Hopp was sentenced in May to five years in prison for his treatment of Ms Garner, who settled a lawsuit with the city of Loveland for $3m. Her family has said her condition deteriorated after her arrest and she requires around-the-clock care as a result, the Associated Press reported.
“[She] made poor choices that day and had numerous opportunities to stop this and do the right thing,” John Steward, Ms Garner’s son, said during the sentencing hearing, CPR reported.
“I believe this will give [Jalali] the time to reflect on her actions and how her actions affected my mom and her wellbeing.”
Police body camera video released last year and shared by the Garner family attorney, Sarah Schielke, shows Ms Garner repeatedly saying that she was trying to go home during the arrest.

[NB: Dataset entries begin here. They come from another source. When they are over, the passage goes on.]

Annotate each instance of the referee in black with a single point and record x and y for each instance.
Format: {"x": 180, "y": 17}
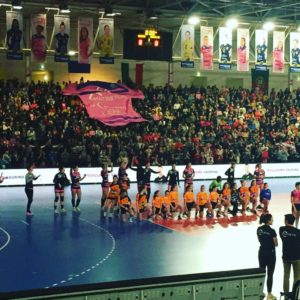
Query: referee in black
{"x": 267, "y": 238}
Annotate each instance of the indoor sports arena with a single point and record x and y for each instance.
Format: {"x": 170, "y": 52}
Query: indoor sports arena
{"x": 150, "y": 149}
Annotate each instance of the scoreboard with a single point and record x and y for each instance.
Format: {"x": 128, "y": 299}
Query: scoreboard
{"x": 149, "y": 38}
{"x": 147, "y": 44}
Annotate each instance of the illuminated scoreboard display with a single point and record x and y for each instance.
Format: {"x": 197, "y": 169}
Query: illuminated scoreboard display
{"x": 147, "y": 44}
{"x": 149, "y": 38}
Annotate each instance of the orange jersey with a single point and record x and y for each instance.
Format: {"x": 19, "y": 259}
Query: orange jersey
{"x": 244, "y": 192}
{"x": 124, "y": 201}
{"x": 166, "y": 200}
{"x": 226, "y": 193}
{"x": 213, "y": 197}
{"x": 188, "y": 197}
{"x": 174, "y": 197}
{"x": 141, "y": 201}
{"x": 253, "y": 191}
{"x": 114, "y": 191}
{"x": 202, "y": 198}
{"x": 157, "y": 202}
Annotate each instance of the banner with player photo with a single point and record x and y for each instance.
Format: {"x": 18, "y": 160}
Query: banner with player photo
{"x": 206, "y": 48}
{"x": 38, "y": 38}
{"x": 278, "y": 51}
{"x": 61, "y": 38}
{"x": 225, "y": 48}
{"x": 85, "y": 40}
{"x": 243, "y": 49}
{"x": 261, "y": 49}
{"x": 295, "y": 52}
{"x": 187, "y": 46}
{"x": 14, "y": 35}
{"x": 106, "y": 41}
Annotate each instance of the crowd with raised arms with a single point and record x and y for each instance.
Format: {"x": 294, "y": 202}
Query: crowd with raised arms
{"x": 201, "y": 125}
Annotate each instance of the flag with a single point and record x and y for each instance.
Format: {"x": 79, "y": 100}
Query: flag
{"x": 109, "y": 103}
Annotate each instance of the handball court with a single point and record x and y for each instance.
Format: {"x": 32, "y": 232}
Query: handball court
{"x": 48, "y": 250}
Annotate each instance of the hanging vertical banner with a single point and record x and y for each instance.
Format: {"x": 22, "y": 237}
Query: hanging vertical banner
{"x": 278, "y": 51}
{"x": 294, "y": 52}
{"x": 85, "y": 40}
{"x": 187, "y": 46}
{"x": 38, "y": 38}
{"x": 61, "y": 38}
{"x": 225, "y": 48}
{"x": 106, "y": 41}
{"x": 14, "y": 35}
{"x": 261, "y": 49}
{"x": 242, "y": 49}
{"x": 206, "y": 49}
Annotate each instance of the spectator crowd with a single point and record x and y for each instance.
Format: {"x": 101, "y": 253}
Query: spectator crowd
{"x": 201, "y": 125}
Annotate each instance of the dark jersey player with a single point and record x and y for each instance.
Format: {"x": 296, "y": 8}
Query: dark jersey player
{"x": 60, "y": 181}
{"x": 172, "y": 177}
{"x": 75, "y": 187}
{"x": 29, "y": 177}
{"x": 62, "y": 40}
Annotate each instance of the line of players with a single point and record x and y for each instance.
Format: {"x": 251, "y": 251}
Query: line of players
{"x": 220, "y": 200}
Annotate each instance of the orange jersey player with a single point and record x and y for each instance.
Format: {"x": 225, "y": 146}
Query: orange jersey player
{"x": 202, "y": 203}
{"x": 175, "y": 206}
{"x": 142, "y": 208}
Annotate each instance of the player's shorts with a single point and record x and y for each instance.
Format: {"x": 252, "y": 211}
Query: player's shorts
{"x": 124, "y": 210}
{"x": 190, "y": 205}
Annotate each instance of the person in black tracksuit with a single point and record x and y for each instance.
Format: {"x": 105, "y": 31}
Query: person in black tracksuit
{"x": 29, "y": 177}
{"x": 267, "y": 238}
{"x": 139, "y": 176}
{"x": 173, "y": 177}
{"x": 147, "y": 179}
{"x": 230, "y": 175}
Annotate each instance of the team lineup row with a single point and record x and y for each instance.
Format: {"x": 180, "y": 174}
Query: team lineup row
{"x": 221, "y": 199}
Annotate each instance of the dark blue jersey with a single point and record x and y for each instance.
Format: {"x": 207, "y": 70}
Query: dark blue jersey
{"x": 225, "y": 53}
{"x": 261, "y": 51}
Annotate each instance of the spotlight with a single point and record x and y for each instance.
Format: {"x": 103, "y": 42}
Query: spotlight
{"x": 193, "y": 20}
{"x": 268, "y": 26}
{"x": 64, "y": 8}
{"x": 232, "y": 23}
{"x": 151, "y": 15}
{"x": 16, "y": 4}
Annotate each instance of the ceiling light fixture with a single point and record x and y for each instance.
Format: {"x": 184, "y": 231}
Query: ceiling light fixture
{"x": 268, "y": 26}
{"x": 193, "y": 20}
{"x": 16, "y": 4}
{"x": 232, "y": 23}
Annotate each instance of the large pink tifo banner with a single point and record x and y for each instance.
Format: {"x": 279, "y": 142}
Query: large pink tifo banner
{"x": 108, "y": 103}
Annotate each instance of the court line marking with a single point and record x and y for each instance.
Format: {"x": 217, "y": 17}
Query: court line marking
{"x": 73, "y": 276}
{"x": 8, "y": 239}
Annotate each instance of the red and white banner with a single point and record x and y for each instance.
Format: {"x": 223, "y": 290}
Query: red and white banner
{"x": 242, "y": 49}
{"x": 108, "y": 103}
{"x": 206, "y": 49}
{"x": 278, "y": 51}
{"x": 85, "y": 40}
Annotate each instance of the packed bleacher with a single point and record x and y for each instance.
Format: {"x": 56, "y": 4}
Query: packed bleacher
{"x": 186, "y": 123}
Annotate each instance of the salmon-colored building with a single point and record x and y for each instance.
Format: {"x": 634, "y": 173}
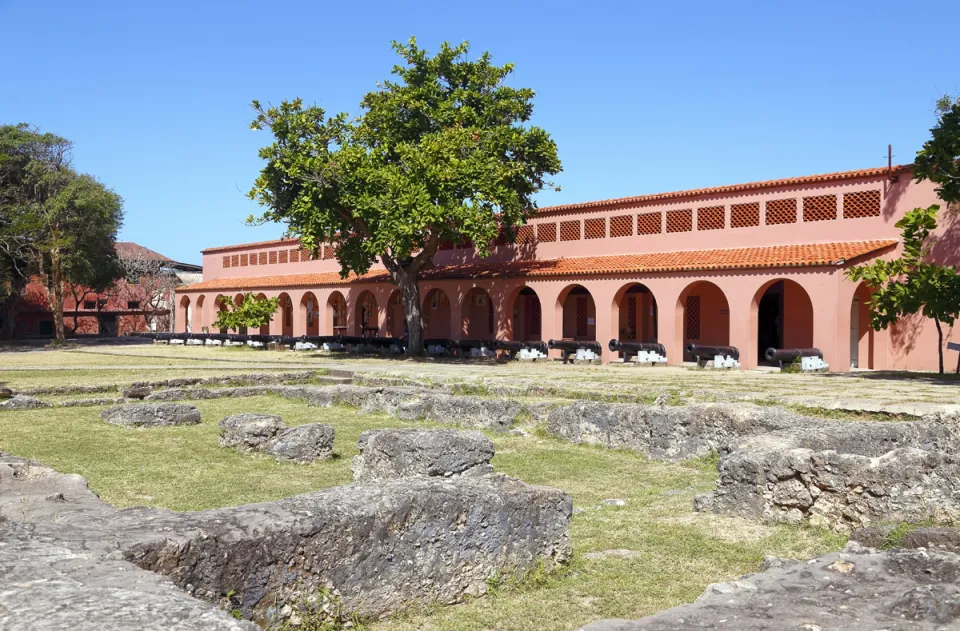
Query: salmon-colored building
{"x": 753, "y": 265}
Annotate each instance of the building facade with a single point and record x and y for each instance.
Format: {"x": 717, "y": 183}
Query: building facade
{"x": 139, "y": 302}
{"x": 751, "y": 265}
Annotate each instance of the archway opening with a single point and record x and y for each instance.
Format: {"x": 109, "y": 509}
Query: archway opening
{"x": 337, "y": 313}
{"x": 198, "y": 315}
{"x": 310, "y": 313}
{"x": 527, "y": 317}
{"x": 478, "y": 317}
{"x": 264, "y": 328}
{"x": 185, "y": 314}
{"x": 862, "y": 336}
{"x": 436, "y": 315}
{"x": 637, "y": 319}
{"x": 578, "y": 313}
{"x": 703, "y": 317}
{"x": 396, "y": 315}
{"x": 223, "y": 305}
{"x": 368, "y": 315}
{"x": 285, "y": 313}
{"x": 784, "y": 317}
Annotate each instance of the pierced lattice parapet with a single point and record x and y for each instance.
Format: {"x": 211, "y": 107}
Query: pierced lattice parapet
{"x": 680, "y": 220}
{"x": 711, "y": 218}
{"x": 781, "y": 211}
{"x": 692, "y": 313}
{"x": 595, "y": 228}
{"x": 570, "y": 230}
{"x": 861, "y": 204}
{"x": 820, "y": 208}
{"x": 525, "y": 234}
{"x": 621, "y": 226}
{"x": 546, "y": 232}
{"x": 649, "y": 223}
{"x": 745, "y": 215}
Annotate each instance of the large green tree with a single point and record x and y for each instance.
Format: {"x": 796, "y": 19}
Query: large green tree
{"x": 939, "y": 160}
{"x": 61, "y": 224}
{"x": 910, "y": 283}
{"x": 442, "y": 153}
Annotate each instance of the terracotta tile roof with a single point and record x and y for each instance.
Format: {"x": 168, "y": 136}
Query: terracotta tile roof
{"x": 129, "y": 250}
{"x": 767, "y": 257}
{"x": 722, "y": 190}
{"x": 257, "y": 244}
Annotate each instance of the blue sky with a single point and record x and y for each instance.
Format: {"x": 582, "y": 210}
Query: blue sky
{"x": 640, "y": 97}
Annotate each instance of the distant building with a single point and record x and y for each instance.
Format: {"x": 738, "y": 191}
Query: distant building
{"x": 139, "y": 302}
{"x": 753, "y": 265}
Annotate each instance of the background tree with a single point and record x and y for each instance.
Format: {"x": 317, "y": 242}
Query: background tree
{"x": 64, "y": 224}
{"x": 939, "y": 160}
{"x": 909, "y": 284}
{"x": 251, "y": 313}
{"x": 441, "y": 154}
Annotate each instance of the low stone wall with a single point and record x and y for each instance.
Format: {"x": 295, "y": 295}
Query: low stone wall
{"x": 843, "y": 475}
{"x": 858, "y": 589}
{"x": 666, "y": 432}
{"x": 368, "y": 548}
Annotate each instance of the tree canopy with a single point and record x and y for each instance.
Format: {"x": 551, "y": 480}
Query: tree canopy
{"x": 910, "y": 284}
{"x": 252, "y": 313}
{"x": 441, "y": 153}
{"x": 54, "y": 222}
{"x": 939, "y": 160}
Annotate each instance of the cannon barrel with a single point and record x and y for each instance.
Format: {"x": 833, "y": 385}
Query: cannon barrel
{"x": 519, "y": 346}
{"x": 709, "y": 351}
{"x": 572, "y": 345}
{"x": 636, "y": 347}
{"x": 791, "y": 354}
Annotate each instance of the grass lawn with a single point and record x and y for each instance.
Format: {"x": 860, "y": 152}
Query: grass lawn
{"x": 675, "y": 552}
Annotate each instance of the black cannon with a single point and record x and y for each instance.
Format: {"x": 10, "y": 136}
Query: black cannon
{"x": 630, "y": 349}
{"x": 789, "y": 355}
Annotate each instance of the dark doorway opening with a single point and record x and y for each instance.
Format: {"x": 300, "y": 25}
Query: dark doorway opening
{"x": 770, "y": 322}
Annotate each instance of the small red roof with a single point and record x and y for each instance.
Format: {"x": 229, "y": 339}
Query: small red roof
{"x": 766, "y": 257}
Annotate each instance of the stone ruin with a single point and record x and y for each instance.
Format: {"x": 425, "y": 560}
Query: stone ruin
{"x": 368, "y": 548}
{"x": 268, "y": 434}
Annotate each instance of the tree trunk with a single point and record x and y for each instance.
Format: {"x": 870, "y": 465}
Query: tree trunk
{"x": 410, "y": 293}
{"x": 939, "y": 343}
{"x": 56, "y": 271}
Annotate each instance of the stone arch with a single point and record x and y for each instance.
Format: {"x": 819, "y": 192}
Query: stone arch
{"x": 337, "y": 314}
{"x": 576, "y": 313}
{"x": 436, "y": 315}
{"x": 636, "y": 318}
{"x": 368, "y": 315}
{"x": 863, "y": 339}
{"x": 526, "y": 315}
{"x": 185, "y": 314}
{"x": 782, "y": 314}
{"x": 702, "y": 316}
{"x": 198, "y": 325}
{"x": 477, "y": 316}
{"x": 396, "y": 315}
{"x": 310, "y": 313}
{"x": 285, "y": 313}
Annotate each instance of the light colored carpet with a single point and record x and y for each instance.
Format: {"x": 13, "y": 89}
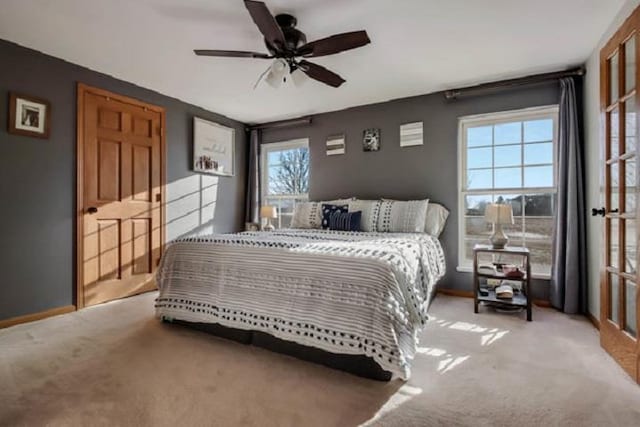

After Ms Garner turned away from Hopp, the footage shows him grabbing her arm and pushing her to the ground and handcuffing her.
Later, he pushed her against the hood of his car and, after she tried to turn around, he moved her bent left up arm up near her head. Soon after, Ms Garner began to slump toward the ground. Jalali, who arrived after Ms Garner was handcuffed, says, “Stand up! We’re not going to hold you.”
Jalali apologized to Ms Garner and her family in court, the Loveland Reporter-Herald reported. She told Judge Joshua Lehman that she thought Garner was intoxicated and believed Ms Garner was only complaining about her handcuffs so she could get out of them.
“I wanted to be a good police officer and my heart was in the right place, but I still came up short,” she said.
Jalali’s lawyer, Anna Geigle, said Loveland police and another department let her stay on the job despite a pattern of poor performance recorded in her personnel files. A neuropsychological evaluation showed Jalali did not have the ‘psychological makeup’ to act with the precision and awareness expected of police officers, she said.
“She was given passes and she was pressed forward repeatedly by this department when she was falling below really where she should have been with the standards,” Ms Geigle said, according to CPR .
Judge Lehman said Jalali should have known Ms Garner was a “delicate” woman suffering from a mental health issue.
“She just sounds out of it and terrified to me,” he said after watching body camera footage from the arrest for the first time in court. “The fact that two law enforcement officers couldn’t comprehend that is incomprehensible to me.”
“The video really does make your stomach clench,” Judge Lehman also said. “This was an abysmal failure of your duty to protect and serve.”